El PPD y la Soberanía

“Mientras haya miedo de perder los privilegios que conceden los puestos políticos, habrá titubeo, miedo o discurso confuso.  Los soberanistas populares deben, de una vez y por todas, apostar al futuro y abandonar el juego electorero. Los proyectos políticos se construyen desde abajo y no necesariamente desde el poder”

Por: Oscar Pintado Rodríguez, Abogado laboralEn el PPD hay dos tendencias que tienen que definirse. Aunque la mayoritaria es la de Rafael Hernández Colón, el sector soberanista es importante, tiene fuerza política y es, sin duda, entre las dos, la única que representa una nueva visión de país.

El PPD es un partido que lo único que sabe es gobernar. De ahí, el pobre papel que siempre desempeña como oposición. Los líderes del PPD, por el miedo colonial, no se percatan de que tienen la oportunidad de encabezar una segunda revolución pacífica en Puerto Rico, como lo hizo Luis Muñoz Marín con el ELA .

La miopía colonial no los deja ver que el futuro del país está en la soberanía y que existen las condiciones políticas y económicas para dirigir este pueblo hacia ese destino. Sin embargo insisten en continuar con un discurso que fue efectivo y tuvo vigencia en los 50, pero que hoy día está agotado.

Pero hay soberanistas y hay soberanistas. Mientras haya miedo de perder los privilegios que conceden los puestos políticos, habrá titubeo, miedo o discurso confuso.

Los soberanistas populares deben, de una vez y por todas, apostar al futuro y abandonar el juego electorero. Los proyectos políticos se construyen desde abajo y no necesariamente desde el poder. Hay que construir un movimiento soberanista que a corto plazo entierre al anexionismo y para que Puerto Rico obtenga poderes soberanos, fuera de la cláusula territorial.
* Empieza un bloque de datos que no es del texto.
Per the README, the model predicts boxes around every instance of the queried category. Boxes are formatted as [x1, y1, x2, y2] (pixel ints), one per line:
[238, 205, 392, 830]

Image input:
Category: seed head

Pero, construir no es sinónimo de ganar elecciones. Eso es lo que tienen que entender si realmente quieren iniciar la construcción de un nuevo modelo de desarrollo político, económico y social para Puerto Rico.

Al alcalde de Caguas, William Miranda Marín, se le está haciendo tarde.
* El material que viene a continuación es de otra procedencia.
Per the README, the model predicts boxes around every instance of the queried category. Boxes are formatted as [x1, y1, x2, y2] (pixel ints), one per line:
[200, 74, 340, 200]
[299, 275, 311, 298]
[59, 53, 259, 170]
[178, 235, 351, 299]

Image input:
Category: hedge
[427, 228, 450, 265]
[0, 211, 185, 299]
Él tiene las herramientas necesarias para enfrentarse a los anexionistas de su partido.

Pero está actuando con una cautela política excesiva, que lo coloca en riesgo de dejar de ser un actor principal en el resultado final del choque de las tendencias en conflicto.
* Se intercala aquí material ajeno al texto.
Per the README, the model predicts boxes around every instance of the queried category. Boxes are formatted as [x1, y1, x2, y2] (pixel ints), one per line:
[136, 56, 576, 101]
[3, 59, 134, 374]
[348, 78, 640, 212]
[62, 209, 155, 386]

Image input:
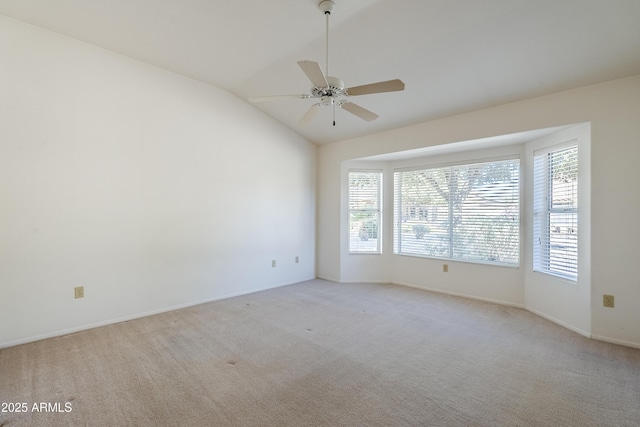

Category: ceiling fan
[249, 0, 404, 126]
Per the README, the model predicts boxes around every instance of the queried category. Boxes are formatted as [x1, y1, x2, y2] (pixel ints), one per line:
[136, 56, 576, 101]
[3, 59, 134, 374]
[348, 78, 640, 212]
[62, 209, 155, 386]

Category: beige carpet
[0, 280, 640, 427]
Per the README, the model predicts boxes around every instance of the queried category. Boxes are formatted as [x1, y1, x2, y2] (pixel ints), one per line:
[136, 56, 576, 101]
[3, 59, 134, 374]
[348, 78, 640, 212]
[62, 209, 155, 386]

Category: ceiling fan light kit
[249, 0, 404, 126]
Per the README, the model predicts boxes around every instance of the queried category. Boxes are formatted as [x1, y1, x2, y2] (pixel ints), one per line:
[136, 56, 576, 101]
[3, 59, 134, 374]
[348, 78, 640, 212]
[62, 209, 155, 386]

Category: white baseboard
[391, 282, 525, 308]
[525, 307, 593, 338]
[591, 335, 640, 349]
[0, 277, 315, 348]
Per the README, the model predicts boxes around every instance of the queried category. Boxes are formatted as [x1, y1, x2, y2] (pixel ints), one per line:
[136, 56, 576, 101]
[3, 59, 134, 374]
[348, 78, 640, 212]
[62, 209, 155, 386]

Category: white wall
[318, 76, 640, 347]
[0, 16, 316, 347]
No se puede dejar de mencionar a Aníbal Acevedo Vilá. Éste es el único dirigente popular con la fuerza política para influenciar y mover la base popular.

El problema es que entre el ex gobernador y los Hernández, Héctor Ferrer, Sila Calderón, Victoria Muñoz, Alejandro García Padilla o Roberto Prats, las diferencias son más de semántica que ideológicas.